- Born: June 5, 1990 (age 34) Jordan
- Occupation(s): Gas station attendant, restaurant help
- Known for: Attempted to destroy Fountain Place, a 60 story building in Dallas, Texas
- Criminal status: Incarcerated at USP Allenwood
- Parent: Maher Smadi (father)
- Conviction: Attempted use of a weapon of mass destruction (18 U.S.C. § 2332a)
- Criminal penalty: 24 years imprisonment

= Hosam Maher Husein Smadi =

Jordanian terrorist (born 1990)

Hosam Maher Husein Smadi (born June 5, 1990) is a citizen of Jordan who was arrested on suspicion of planning a terrorist bombing of Fountain Place, a building in Dallas, Texas, on September 24, 2009.

Smadi was in the United States illegally, and unaware he was under continuous surveillance, and that the other members of his "sleeper cell" were all Federal agents. The agents in his "sleeper cell" had supplied him with inert chemicals, so his bomb had not posed a real threat.

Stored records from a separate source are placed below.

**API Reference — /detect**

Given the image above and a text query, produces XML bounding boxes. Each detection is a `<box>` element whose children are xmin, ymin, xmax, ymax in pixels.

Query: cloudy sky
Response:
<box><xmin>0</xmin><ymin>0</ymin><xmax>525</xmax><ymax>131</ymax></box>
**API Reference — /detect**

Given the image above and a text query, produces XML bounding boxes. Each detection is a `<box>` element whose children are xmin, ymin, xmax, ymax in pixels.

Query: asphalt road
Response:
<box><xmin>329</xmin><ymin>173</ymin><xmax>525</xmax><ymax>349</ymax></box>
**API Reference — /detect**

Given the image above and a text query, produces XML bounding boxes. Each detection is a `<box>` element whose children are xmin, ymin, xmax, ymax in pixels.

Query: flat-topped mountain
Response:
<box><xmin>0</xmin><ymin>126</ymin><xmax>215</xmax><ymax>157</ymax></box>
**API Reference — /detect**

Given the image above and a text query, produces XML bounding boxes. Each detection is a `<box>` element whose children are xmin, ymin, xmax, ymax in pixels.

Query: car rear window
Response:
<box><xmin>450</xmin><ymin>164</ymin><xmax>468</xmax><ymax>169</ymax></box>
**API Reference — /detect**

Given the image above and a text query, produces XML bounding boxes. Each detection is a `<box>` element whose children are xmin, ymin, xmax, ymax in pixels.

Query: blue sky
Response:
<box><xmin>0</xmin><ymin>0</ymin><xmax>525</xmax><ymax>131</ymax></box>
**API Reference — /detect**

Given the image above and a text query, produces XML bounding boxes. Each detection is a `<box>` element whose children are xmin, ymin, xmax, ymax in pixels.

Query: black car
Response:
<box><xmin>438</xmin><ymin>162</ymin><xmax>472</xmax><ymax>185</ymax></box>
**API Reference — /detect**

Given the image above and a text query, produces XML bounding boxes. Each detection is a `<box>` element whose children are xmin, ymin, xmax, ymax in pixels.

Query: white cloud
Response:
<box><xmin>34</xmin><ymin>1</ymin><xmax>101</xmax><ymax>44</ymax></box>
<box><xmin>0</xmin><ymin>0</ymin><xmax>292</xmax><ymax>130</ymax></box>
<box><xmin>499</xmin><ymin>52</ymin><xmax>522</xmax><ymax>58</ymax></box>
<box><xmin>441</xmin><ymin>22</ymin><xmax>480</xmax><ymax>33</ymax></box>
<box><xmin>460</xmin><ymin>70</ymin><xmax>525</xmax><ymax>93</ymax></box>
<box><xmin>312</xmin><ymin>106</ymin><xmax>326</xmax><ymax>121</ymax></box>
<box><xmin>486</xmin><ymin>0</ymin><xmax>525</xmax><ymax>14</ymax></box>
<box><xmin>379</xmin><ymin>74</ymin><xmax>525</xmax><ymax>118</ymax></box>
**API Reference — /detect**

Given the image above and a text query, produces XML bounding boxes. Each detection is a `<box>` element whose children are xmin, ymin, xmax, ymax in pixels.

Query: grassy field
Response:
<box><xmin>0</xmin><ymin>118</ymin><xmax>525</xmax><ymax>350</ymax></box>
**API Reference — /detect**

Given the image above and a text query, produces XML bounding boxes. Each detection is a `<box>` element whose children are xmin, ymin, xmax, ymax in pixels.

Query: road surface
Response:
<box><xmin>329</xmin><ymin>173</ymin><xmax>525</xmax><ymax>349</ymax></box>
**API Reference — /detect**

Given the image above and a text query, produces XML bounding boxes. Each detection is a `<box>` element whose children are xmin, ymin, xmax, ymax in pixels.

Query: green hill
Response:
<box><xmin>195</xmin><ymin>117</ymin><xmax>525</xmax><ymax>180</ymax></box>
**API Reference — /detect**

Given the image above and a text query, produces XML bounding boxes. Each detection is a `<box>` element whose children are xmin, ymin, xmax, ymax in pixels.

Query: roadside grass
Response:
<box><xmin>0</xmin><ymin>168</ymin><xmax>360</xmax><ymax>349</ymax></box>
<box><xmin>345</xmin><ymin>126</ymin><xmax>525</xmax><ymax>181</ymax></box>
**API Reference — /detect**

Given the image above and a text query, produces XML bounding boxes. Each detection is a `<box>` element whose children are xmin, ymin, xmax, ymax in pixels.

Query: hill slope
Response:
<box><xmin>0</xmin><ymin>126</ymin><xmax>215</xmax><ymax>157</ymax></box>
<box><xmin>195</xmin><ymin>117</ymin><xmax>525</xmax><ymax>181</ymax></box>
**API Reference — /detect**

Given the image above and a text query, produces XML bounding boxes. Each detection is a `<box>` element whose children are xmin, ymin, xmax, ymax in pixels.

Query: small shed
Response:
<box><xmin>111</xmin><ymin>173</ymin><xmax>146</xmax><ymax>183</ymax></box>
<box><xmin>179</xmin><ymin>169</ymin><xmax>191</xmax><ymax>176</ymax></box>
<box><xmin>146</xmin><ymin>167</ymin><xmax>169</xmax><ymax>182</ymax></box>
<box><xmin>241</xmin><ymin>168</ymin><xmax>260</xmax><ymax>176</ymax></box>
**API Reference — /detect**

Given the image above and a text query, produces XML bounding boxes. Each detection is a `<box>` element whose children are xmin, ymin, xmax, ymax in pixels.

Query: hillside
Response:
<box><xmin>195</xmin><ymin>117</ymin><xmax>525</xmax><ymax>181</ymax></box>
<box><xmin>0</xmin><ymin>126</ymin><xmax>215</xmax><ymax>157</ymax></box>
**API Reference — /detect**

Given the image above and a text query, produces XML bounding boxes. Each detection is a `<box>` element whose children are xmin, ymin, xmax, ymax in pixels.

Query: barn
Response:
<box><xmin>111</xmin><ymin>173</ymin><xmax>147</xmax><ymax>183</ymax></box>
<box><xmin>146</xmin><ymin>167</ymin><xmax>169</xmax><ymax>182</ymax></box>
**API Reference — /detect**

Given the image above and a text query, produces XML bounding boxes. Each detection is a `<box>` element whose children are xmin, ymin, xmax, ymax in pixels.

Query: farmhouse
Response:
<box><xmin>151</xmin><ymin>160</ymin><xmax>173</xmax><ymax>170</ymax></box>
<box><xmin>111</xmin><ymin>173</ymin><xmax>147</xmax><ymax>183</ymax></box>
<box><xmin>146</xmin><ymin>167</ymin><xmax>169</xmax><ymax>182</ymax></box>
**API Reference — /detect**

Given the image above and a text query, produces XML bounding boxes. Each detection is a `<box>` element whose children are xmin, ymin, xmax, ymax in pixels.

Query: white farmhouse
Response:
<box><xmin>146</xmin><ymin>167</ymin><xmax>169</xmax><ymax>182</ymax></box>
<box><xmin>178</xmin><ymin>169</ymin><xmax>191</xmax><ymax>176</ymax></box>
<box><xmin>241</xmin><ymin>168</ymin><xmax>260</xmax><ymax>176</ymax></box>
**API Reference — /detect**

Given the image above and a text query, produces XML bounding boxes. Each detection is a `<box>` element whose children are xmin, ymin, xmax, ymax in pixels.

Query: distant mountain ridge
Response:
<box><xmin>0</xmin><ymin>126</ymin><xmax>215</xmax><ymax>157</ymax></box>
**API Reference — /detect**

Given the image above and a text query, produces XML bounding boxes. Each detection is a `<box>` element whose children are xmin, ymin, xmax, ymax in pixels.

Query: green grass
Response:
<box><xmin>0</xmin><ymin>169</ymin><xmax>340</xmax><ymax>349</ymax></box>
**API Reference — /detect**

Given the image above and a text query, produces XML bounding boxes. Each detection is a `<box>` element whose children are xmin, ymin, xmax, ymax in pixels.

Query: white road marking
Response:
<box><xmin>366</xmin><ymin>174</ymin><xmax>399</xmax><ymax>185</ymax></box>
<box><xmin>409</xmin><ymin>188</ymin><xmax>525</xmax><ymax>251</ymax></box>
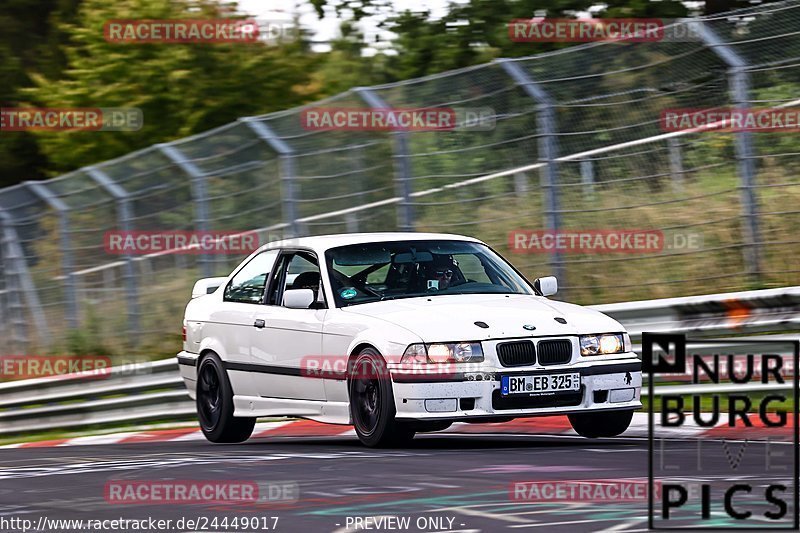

Smadi was provided with a fake bomb by FBI agents posing as members of al-Qaeda. He placed the device in the parking garage under the building and activated it with a cell phone. Instead of setting off a bomb, the cell phone rang a phone number at the FBI offices. Smadi pleaded guilty to attempted use of a weapon of mass destruction. Under the terms of a plea bargain, an additional charge of bombing a public place was dropped, and a sentence of not more than 30 years was recommended. On October 20, 2010, he was sentenced to 24 years imprisonment. He will be deported from the United States after serving his sentence. He's currently serving his sentence at USP Allenwood.

Immigration officials were trying to determine how Smadi was able to work at a gas station, since he only had a 2007 tourist visa.